周應秋在一堆侍衛的護衛下,走向皇宮,出了巷子,確保沒有人聽到,周應秋的幕僚,幕僚司副主事,楚勻騎著馬,隔著窗簾,道:「東家,近來京城上下官員群青不穩,朝政多有堵塞。」
周應秋坐在馬車內,不動如山,道;「不用去管,新任命的那些官員到位了嗎?」
楚勻道:「阻力不小,有很多人從中作梗,尤其是那些被調離的人,據說,還有人照常去衙門,如過去一樣處理事務,沒人能阻止。另外……一些部門大人的態度有些曖昧,在縱容。」
周應秋目露冷色,道:「我在遼東呆了幾年,他們都忘了我的手段了!你待會兒去找包理游,以內閣的名義,通知所有這次遷調的人,必須在今天之類離開,否則以抗命,瀆職的罪論處!讓刑部點齊人手,準備抓人!」
楚勻神色微變,道:「東家,這樣一來,得罪人的就變成我們了,與您清名有礙,在內閣的地位也會收到影響……」
周應秋語氣平淡,道:「你不懂,按我說的去做吧,對了,告訴我們的人,嚴格按照內閣的要求行事,若是誰在這個時候拖我的後腿,休怪我不念舊情!」
周應秋任吏部尚書多年,他的門生故吏,提拔的人,在這個時候,慢慢都進入了五品到三品的高位。
在朝廷中,若說誰的勢力最大,無疑就是周應秋。
楚勻會意,道:「學生明白了。
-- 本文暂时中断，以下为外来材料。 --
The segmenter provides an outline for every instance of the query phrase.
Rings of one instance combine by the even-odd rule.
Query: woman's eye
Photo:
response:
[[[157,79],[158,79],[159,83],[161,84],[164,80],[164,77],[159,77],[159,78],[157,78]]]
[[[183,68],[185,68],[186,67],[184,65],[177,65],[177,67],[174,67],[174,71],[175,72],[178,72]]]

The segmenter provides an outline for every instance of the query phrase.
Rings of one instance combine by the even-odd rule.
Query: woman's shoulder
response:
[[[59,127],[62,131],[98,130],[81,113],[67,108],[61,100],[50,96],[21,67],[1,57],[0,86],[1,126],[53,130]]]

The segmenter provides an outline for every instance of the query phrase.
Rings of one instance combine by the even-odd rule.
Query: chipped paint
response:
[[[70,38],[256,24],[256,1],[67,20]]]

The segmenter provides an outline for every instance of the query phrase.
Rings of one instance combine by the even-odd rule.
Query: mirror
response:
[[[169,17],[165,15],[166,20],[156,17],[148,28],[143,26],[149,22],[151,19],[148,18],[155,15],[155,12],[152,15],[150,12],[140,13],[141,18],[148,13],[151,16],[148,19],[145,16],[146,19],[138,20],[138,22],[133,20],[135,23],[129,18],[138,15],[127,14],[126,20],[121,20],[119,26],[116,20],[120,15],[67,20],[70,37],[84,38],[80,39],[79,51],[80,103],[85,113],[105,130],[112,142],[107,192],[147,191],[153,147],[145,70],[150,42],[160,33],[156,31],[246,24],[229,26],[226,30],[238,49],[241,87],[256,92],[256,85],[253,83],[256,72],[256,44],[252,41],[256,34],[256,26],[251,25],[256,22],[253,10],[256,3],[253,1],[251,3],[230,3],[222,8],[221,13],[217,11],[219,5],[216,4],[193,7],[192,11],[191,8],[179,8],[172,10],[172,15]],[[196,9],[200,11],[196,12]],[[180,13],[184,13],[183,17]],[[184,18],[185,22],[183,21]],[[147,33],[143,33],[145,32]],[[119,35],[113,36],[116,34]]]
」
周應秋坐在馬車內,神情冷然,眼神銳利,過了一陣,他又道:「你盯著朝野,不管是我的人,還是傅閣老,亦或者其他人,如果有明顯的結黨痕跡,立即告訴我,如果我不在,就告訴畢閣老,孫閣老,不能耽擱分毫,知道嗎?」
楚勻這會兒聽出味道了,走近一點,低聲道:「大人,真的需要這麼認真嗎?」
楚勻是周應秋的幕僚,掌管在他內外通訊,是一個關鍵人物,沉吟片刻,周應秋道:「我與你說一點,你心裡有個分寸。孫傳庭的這些改革,很多人都說是是大勢所趨,但這『大勢』是怎麼來的,『趨』又是怎麼回事,你心裡應該明白。在這個時候,誰要是跳出來反對孫傳庭,等同於反對皇上。『新政』是皇上多年的心血,關乎功德,自不必多說。還有一點,就是,朝廷的地位,未來的升遷去留,不在朝野所謂的清名,而在帝心!」
楚勻頓時恍然大悟,道:「多謝東家提點,學生明白了。」
周應秋漠然的『嗯』了聲,道:「你是天啟三年的進士,跟在我身邊也是屈才,等過了今年,我便安排你外放,眼下要謹慎,不要出差錯。」